People who’ve received these mailers have noticed how striking it is to get mail from startups, of all places, and have even joked about comparing Share Local Media’s envelopes to podcasts, IRL.

Share Local Media charges them a minimum of $15,000 for 30,000 envelopes, a cost that’s split between the companies in the mailer. Prabhakar’s team buys customer addresses and demographic information from the United States Postal Service and third party providers like your credit card company. It currently sends mail to customers in cities and the surrounding metro areas including New York, Boston, Nashville, Los Angeles, Atlanta, Houston, Omaha, Denver, St. Louis, and Silicon Valley, because of course.

Share Local Media works as a kind of gatekeeper, able to place like-minded brands together. After nabbing the few big fish (like Casper or Away), it attracts companies that want to be placed by their side. It can give veneer of startup cred to brands like Jet.com and Modcloth (both of which have been acquired by Walmart), while boosting the profile of smaller companies like TreeHut.co or Winc, which benefit from the legitimized glow of a big name like Overstock. Prabhakar adds that Share Local Media is also careful about which digital brands it picks up advertising mailers from, which is hardly a claim Facebook can make.

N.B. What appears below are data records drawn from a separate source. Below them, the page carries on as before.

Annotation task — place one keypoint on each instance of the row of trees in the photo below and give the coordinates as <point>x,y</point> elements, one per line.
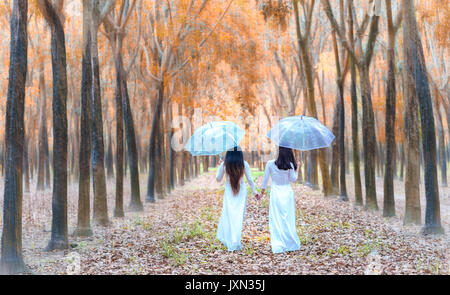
<point>353,33</point>
<point>167,55</point>
<point>165,60</point>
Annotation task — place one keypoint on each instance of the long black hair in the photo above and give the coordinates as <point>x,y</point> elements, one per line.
<point>234,166</point>
<point>285,158</point>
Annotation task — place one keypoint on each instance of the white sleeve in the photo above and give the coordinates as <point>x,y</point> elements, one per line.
<point>249,178</point>
<point>293,174</point>
<point>220,172</point>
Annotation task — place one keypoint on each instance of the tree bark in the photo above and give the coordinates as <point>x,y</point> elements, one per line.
<point>11,251</point>
<point>97,143</point>
<point>416,69</point>
<point>59,232</point>
<point>84,204</point>
<point>389,201</point>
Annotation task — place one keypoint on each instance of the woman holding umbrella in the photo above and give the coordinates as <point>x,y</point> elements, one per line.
<point>300,133</point>
<point>212,139</point>
<point>283,231</point>
<point>234,198</point>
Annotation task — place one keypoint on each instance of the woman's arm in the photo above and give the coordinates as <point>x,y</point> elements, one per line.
<point>293,174</point>
<point>266,176</point>
<point>220,172</point>
<point>249,178</point>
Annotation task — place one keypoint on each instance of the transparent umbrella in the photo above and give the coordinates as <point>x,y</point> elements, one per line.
<point>214,138</point>
<point>301,133</point>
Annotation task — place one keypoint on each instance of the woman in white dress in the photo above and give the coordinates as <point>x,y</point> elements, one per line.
<point>234,199</point>
<point>282,223</point>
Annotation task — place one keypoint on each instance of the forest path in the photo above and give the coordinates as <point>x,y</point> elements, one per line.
<point>176,235</point>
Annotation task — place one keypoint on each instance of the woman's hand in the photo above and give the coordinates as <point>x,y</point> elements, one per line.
<point>260,195</point>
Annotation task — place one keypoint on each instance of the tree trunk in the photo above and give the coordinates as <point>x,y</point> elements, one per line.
<point>98,147</point>
<point>84,203</point>
<point>153,153</point>
<point>416,70</point>
<point>109,157</point>
<point>12,260</point>
<point>59,236</point>
<point>389,201</point>
<point>412,153</point>
<point>335,151</point>
<point>355,137</point>
<point>118,209</point>
<point>369,140</point>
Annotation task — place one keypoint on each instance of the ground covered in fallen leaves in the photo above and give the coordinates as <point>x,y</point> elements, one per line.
<point>176,235</point>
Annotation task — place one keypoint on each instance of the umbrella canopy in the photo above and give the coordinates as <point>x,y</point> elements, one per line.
<point>301,133</point>
<point>214,138</point>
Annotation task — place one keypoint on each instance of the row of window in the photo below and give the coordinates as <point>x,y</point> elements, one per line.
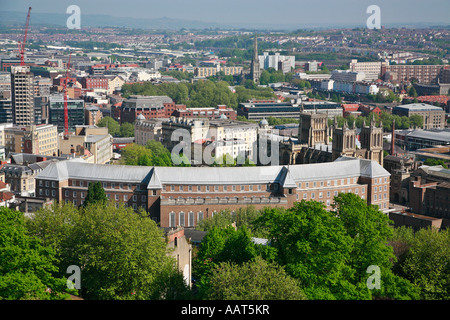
<point>117,197</point>
<point>215,188</point>
<point>180,218</point>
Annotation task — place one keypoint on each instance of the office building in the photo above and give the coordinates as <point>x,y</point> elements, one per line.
<point>149,106</point>
<point>347,75</point>
<point>277,61</point>
<point>75,109</point>
<point>22,95</point>
<point>433,117</point>
<point>88,140</point>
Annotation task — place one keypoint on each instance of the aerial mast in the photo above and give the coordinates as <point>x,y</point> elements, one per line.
<point>66,111</point>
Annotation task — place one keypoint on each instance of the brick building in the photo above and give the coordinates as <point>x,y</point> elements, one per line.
<point>149,106</point>
<point>181,196</point>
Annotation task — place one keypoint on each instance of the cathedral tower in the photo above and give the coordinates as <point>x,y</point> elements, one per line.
<point>344,141</point>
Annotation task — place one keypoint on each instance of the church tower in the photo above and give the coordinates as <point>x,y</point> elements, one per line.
<point>344,141</point>
<point>372,142</point>
<point>255,67</point>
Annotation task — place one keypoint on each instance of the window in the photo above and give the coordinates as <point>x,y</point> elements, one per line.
<point>171,219</point>
<point>191,219</point>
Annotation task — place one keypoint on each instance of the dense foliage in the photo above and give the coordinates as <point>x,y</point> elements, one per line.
<point>121,254</point>
<point>200,94</point>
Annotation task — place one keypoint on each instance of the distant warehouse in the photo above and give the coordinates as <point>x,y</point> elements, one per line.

But not unlike Facebook, the company is able to provide targeted mailing thanks to a proprietary system that organizes addresses into categories, such as moms, people who’ve just moved, or residents of high income areas. Shared Local Media also does “look-alike” marketing, determining who the brand’s existing customer is and finding similar customers to mail envelopes too. This is exactly the way Facebook helps brands target audiences online, except as Christina Carbonell, the co-founder of kids clothing company Primary, notes, “you give an offer that the person can hold onto. It’s hard to do that in a banner ad.”


As anyone who’s actually bothered to open one of these envelope knows, discount offers are what really matter to customers. Prabhakar advises that every brand puts in “value prop that compels a customer to take action” — a.k.a a coupon code. This, of course, is one of the oldest retail tricks in the book, dating back to when Coca Cola introduced the concept of a coupon in 1887 by offering a free glass of Coke as a way to introduce the drink to shoppers.

Science has studied how coupons can cause a rise in oxytocin levels. Psychology Today has reported on how shoppers prefer to buy products they have coupons for, even if it means spending more money on a product because it provides “smart shopper feelings.” More analysis of the coupon industry has found that 57 percent of shoppers will buy from a company for the first time if they are presented with a coupon.

Coupons don’t automatically mean a purchase, but Kaplan, of M.Gemi, believes offering a discount code is essential to this type of marketing because “you have to give customers some sort of experience, whether it’s free shipping or a discount.” Plus, in typical tech startup fashion, coupons are a great way to track customers. Prabhakar says his clients can “easily run a match between the addresses a mailing was sent to and the addresses of purchasers.”

Share Local Media
Share Local Media

Are mailers more effective than online advertising? That’s certainly up for debate. No company Vox spoke with for this story would share numbers that compared the response rate of mailers to digital advertising.

Shane Pittson, the head of marketing at electric toothbrush startup Quip says “direct mail piece URLs are more likely to be used than URLs from other offline marketing channels” and Christman, from Harry’s, advocates for the practice, noting that sending something to someone’s home can feel more intimate, which is true. But being targeted, unsolicited, at home could be at least as off-putting as being served an ad for a brand you Googled or talked about.

Glossy photography definitely looks better IRL, but it also essentially just ends up in the trash, just like everything else.

Fortunately — or unfortunately, depending on how much you enjoy being entreated to spend money — brands see mail as complementary to the rest of their advertising budget. It’s not an “if/or,” says Kaplan, but “is something that adds to the ways we can share our story.”